The thesis of most of these books (especially those directed to young Christians) is that sexuality only really counts if it is expressed in the context of marriage and that any sex outside of marriage should cause a person to feel ashamed. None of them explore sexuality and spirituality in a curious, non-judgmental way.
Lara Blackwood Pickrel and Heather Godsey’s new book, Oh God, Oh God, Oh God! Young Adults Speak out about Sexuality and Christianity, is wonderful simply because sexuality isn’t debated. The collection of essays inside this book are all first person accounts of young adults and their thoughts about sexuality. Whether ruminating on the “hook-up” culture of college, a coming-out experience, or a young married couple’s struggle with infertility, these essays are searingly honest. These essays are not prescriptive, but descriptive. They invite a conversation, rather than telling you how God feels about each sexual act. One essay, of particular interest to me as a minister wondering how to discuss sexuality with her congregation, reflects on the writer’s very positive experience with a childhood camp that used the “Eighters’ Method” of sex education. From the author’s account, this method seems to use the ultimate practical and non-manipulative blend of frank information about sex and understanding of human beings as spiritual creatures.

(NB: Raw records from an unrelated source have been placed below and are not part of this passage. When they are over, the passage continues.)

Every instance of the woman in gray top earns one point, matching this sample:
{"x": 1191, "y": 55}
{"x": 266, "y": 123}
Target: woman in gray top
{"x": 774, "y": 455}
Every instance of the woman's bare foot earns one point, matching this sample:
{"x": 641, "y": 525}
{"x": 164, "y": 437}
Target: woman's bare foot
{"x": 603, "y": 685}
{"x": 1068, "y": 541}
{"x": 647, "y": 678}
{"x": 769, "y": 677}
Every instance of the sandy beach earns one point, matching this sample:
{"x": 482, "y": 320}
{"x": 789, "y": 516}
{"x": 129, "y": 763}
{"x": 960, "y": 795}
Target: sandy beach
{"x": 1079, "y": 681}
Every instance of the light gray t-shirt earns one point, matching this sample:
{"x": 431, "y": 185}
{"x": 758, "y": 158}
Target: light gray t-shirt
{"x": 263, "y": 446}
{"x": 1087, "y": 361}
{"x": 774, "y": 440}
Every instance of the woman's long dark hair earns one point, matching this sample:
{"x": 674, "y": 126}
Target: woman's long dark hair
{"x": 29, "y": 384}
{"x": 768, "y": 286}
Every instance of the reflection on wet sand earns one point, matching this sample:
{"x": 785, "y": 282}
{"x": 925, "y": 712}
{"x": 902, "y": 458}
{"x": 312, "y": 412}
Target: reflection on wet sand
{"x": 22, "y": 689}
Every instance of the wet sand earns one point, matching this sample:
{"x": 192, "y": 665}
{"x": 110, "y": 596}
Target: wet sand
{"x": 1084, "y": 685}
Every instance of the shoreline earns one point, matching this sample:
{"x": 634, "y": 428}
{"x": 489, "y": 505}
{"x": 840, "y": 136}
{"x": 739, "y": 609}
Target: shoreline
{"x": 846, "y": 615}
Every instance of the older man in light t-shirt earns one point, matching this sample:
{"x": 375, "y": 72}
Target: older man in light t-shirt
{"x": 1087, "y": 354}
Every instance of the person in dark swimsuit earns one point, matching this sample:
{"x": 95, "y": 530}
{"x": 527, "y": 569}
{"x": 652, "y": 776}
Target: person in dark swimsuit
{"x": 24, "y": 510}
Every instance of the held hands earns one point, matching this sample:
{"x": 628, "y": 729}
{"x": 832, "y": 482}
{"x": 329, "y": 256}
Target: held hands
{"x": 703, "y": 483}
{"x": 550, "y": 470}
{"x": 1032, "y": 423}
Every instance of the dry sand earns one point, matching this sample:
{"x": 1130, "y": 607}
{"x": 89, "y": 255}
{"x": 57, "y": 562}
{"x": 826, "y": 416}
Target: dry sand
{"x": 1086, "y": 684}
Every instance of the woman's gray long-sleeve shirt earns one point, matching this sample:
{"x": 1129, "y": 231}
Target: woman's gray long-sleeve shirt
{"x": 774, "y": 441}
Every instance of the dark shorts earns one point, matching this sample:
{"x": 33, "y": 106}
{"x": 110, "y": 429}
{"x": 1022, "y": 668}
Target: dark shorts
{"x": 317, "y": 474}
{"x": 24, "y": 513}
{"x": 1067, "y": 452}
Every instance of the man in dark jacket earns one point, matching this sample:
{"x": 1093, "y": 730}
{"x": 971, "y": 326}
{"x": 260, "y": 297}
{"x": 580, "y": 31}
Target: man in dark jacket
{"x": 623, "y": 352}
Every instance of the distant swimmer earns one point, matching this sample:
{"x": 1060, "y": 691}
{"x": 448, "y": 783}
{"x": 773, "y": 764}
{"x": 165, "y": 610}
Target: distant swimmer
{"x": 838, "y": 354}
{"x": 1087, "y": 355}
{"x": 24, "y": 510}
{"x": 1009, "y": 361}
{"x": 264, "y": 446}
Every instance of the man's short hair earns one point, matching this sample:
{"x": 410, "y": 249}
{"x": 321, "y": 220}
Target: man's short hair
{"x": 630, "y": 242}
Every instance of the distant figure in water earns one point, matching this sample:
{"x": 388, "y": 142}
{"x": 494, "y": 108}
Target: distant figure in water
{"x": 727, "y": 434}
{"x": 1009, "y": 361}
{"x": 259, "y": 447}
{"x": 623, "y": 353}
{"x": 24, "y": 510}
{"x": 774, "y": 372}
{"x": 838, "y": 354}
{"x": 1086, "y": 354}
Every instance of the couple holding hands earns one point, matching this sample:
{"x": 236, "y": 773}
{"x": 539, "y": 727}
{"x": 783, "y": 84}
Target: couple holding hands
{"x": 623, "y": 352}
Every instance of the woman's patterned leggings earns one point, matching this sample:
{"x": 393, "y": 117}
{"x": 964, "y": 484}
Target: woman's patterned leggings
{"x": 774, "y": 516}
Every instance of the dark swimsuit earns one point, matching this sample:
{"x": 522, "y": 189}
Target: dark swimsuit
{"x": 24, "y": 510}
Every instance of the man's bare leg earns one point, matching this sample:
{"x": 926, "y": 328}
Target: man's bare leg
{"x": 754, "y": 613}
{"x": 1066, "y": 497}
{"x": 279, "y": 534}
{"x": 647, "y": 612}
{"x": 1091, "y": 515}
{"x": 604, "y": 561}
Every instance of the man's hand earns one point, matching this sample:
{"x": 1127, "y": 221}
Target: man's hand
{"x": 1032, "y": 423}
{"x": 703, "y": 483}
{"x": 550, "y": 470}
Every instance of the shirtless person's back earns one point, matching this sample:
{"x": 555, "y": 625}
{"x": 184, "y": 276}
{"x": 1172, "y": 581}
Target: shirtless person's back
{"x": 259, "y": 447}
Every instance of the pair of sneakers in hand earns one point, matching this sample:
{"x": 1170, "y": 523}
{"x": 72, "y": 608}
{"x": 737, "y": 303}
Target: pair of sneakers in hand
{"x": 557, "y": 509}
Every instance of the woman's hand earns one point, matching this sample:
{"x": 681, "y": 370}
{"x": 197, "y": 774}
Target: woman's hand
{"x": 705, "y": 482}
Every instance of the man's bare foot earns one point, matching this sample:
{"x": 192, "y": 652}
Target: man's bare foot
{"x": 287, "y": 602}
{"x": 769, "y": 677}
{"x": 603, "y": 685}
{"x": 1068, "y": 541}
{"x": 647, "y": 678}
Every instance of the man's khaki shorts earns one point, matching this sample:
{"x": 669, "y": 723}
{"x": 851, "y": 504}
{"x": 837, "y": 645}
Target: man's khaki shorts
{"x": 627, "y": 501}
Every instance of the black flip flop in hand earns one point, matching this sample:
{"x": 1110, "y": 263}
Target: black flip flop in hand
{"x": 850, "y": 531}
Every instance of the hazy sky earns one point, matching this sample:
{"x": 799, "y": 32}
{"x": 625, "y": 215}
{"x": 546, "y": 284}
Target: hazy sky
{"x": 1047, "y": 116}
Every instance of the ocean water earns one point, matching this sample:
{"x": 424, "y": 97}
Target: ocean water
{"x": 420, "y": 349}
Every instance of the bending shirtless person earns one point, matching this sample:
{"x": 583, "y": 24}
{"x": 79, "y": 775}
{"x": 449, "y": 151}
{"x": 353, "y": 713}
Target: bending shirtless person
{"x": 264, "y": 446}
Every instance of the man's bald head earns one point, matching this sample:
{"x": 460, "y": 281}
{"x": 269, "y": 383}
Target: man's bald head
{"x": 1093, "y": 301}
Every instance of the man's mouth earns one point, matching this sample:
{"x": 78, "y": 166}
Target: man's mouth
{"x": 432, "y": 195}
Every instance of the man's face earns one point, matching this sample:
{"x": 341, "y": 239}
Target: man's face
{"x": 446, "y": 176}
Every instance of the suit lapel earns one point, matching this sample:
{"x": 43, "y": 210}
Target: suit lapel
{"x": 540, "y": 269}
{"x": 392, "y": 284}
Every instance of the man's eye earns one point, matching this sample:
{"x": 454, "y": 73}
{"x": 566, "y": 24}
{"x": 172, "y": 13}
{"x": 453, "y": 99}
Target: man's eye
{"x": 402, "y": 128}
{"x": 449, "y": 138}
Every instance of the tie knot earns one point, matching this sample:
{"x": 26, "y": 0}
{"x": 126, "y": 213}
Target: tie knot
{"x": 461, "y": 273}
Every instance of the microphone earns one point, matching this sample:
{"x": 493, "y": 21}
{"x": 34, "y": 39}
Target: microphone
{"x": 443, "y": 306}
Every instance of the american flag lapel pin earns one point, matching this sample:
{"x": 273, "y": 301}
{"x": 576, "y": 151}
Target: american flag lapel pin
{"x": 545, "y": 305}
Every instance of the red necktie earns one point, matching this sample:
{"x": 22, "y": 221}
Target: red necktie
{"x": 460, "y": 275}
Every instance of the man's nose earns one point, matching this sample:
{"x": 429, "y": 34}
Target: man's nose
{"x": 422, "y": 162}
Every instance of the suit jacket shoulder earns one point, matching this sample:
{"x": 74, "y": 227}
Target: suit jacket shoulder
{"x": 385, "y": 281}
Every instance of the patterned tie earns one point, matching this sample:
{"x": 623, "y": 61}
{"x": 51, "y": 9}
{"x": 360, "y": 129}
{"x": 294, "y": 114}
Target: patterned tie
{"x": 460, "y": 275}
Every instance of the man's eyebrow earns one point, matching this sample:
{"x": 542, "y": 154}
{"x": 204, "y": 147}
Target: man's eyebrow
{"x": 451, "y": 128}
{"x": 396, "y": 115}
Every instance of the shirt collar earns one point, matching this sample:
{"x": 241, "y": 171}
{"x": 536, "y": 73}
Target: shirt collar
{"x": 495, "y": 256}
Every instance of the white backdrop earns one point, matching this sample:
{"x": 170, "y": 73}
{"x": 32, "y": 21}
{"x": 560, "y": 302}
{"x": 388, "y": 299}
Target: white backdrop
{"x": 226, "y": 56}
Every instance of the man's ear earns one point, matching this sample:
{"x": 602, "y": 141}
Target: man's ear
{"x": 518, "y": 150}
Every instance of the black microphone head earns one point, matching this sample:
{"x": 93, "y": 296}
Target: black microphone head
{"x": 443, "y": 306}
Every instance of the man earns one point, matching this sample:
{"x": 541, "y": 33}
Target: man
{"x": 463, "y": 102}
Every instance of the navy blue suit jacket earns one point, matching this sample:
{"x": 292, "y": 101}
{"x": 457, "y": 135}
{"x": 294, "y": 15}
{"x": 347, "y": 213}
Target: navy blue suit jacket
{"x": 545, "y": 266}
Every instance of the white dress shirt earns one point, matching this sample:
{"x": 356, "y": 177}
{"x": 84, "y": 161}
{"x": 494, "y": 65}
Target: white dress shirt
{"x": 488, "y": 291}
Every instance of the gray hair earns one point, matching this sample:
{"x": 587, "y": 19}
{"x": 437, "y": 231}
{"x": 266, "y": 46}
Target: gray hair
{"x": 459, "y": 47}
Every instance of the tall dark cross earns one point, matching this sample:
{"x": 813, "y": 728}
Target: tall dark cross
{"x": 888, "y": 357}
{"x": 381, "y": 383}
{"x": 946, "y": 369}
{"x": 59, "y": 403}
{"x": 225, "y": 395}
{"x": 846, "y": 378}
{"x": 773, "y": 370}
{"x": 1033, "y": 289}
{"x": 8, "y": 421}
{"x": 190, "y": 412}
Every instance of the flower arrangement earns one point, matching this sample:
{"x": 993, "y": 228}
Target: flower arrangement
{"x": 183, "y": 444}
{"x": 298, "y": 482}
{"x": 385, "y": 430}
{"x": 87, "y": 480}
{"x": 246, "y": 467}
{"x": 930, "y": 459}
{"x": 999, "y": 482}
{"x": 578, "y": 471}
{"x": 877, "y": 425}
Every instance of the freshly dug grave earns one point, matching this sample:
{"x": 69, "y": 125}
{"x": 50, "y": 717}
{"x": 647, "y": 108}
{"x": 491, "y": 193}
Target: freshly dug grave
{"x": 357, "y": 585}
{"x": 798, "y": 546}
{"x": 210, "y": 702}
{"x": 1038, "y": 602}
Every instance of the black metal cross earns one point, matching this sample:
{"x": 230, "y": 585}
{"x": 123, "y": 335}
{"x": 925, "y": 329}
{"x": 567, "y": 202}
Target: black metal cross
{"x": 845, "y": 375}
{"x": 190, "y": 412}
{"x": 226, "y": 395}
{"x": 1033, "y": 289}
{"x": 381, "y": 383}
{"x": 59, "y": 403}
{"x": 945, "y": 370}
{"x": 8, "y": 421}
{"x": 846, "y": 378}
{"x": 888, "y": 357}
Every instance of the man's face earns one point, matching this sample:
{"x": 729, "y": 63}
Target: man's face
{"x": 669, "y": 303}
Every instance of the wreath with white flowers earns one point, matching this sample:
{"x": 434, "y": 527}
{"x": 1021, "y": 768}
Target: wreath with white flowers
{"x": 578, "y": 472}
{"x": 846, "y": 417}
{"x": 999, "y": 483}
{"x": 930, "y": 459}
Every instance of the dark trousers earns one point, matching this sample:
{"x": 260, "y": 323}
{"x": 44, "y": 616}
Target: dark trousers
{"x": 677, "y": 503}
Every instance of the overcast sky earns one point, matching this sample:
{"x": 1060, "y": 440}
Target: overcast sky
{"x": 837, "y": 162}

I left the book feeling unsatisfied, though, only because I wish the publisher had invited them to do a series of books. I did not want the book to end! I wanted a book full of essays about dating, and another book full of essays about being gay in the church, and a third book full of essays about the struggles and joys of starting (or trying to start) young families. For that matter, how about another book filled with essays about dealing with sexual abuse and how it has an impact on one’s spirituality? Each essay was so good, it left me wanting more like it. I wanted to hear a multitude of conversations around each topic, because each was so captivating.
Oh God, Oh God, Oh God!: Young Adults Speak Out about Sexuality and Christian Spirituality is a great, quick read that opens many great questions and conversations about its subject matter. This book would be great to read with a college or twenty-something group, or even a mature group of high school students.